Grants and Contributions:

Grant or Award spanning more than one fiscal year. (2017-2018 to 2022-2023)

One of the fundamental problems of number theory is to describe the

set of rational or integer solutions to Diophantine equations, which

are polynomial equations in several variables with integer

coefficients. My research program investigates the distribution of

rational solutions to systems of Diophantine equations, in several

directions.

Paul Vojta has made some wide-ranging conjectures on what kinds of

solutions Diophantine equations should have, based on the geometric

properties of the solution sets of these equations. In my future

research, I propose to study these conjectures, to improve on my

previous proofs of various special cases of them, and to use existing

results to gain further insight into the solutions of Diophantine

equations.

In particular, I am interested in the distribution of rational points

on K3 surfaces. I have already proven many results in this area,

including (with Logan and van Luijk) a proof that the rational points

on many diagonal quartic surfaces are dense in the real and Zariski

topology, and a proof of the celebrated Batyrev-Manin Conjecture that

is conditional on Vojta's Main Conjecture.

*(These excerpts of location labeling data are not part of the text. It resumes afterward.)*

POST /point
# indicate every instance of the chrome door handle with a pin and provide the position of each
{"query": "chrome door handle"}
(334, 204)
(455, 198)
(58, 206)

I have, in joint work with Michael Roth, investigated how close two points with rational coordinates can get to one another, in terms of the geometry of the object the points lie on. Even more, we have obtained some results in which one of the points doesn't have rational coordinates, but instead has coordinates that are the roots of polynomials with rational coefficients. This has proven to be deep and interesting work, and I am continuing to work on proving more interesting results in this area.